Wer verlässt denn vor halb acht Uhr morgens freiwillig das Haus, nur um Erster an seinem Arbeitsplatz zu sein? Mein Schwager offensichtlich, und weil ich mit ihm zur Arbeit fahren muss, eben auch ich. Bei dem Gedanken werde ich unendlich müde und beschließe, sofort ins Bett zu gehen und sämtliche Waschungen und jegliche Schönheitspflege auf morgen früh zu verschieben.

»Gute Nacht«, sagt Annette und verschwindet in ihrem durchgestylten Schlafzimmer.

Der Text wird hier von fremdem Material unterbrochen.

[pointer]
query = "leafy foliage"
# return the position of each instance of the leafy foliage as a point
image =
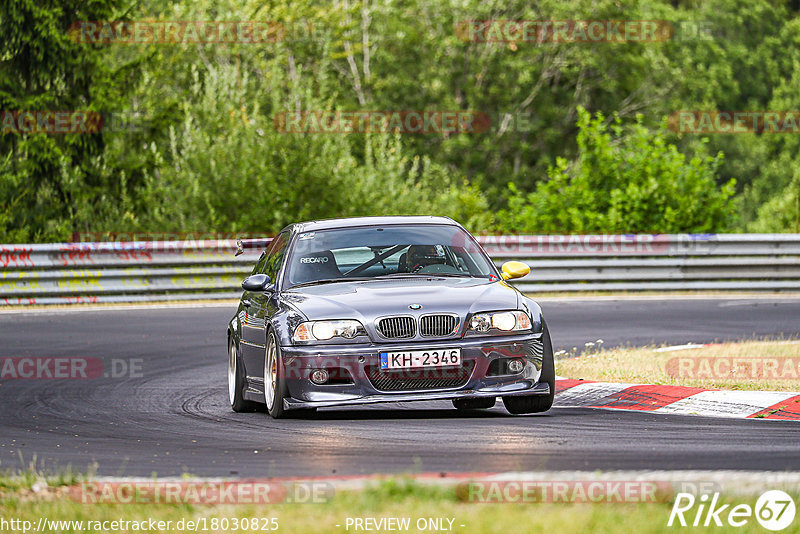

»Nacht!«, sage ich so freundlich, wie ich kann, und schlurfe ins Bad. Ich putze mir hastig die Zähne und verschanze mich dann in meinem Zimmer. Die schwarze Bettdecke ist flauschiger und kuscheliger, als sie aussieht, und ich mache mir ein Nestchen und checke dann im Bett noch mal alle meine Profile. Eine SMS oder WhatsApp-Nachricht hätte mir mein Handy ja sofort angezeigt, aber den Facebook-Messenger muss man manchmal aktualisieren. Aber heute hat er einwandfrei gearbeitet, blödes Ding. Auf Instagram ist Johnny nicht sehr aktiv, aber sicherheitshalber schaue ich trotzdem, ob er mein Bild aus dem Flugzeug gelikt hat. Hat er aber nicht. Meine letzte Chance ist Skype. Das nutzt ja eigentlich fast niemand mehr, aber er ist da aus Nostalgie immer noch angemeldet mit seinem Profilbild von 2006, und gelegentlich hat er mir darüber in den letzten Jahren nachts kryptische Nachrichten geschickt. Sehr spät nachts und sehr kryptisch, sodass ich bei den meisten nicht verstehen konnte, was er meinte, aber es ist schließlich der Gedanke, der zählt.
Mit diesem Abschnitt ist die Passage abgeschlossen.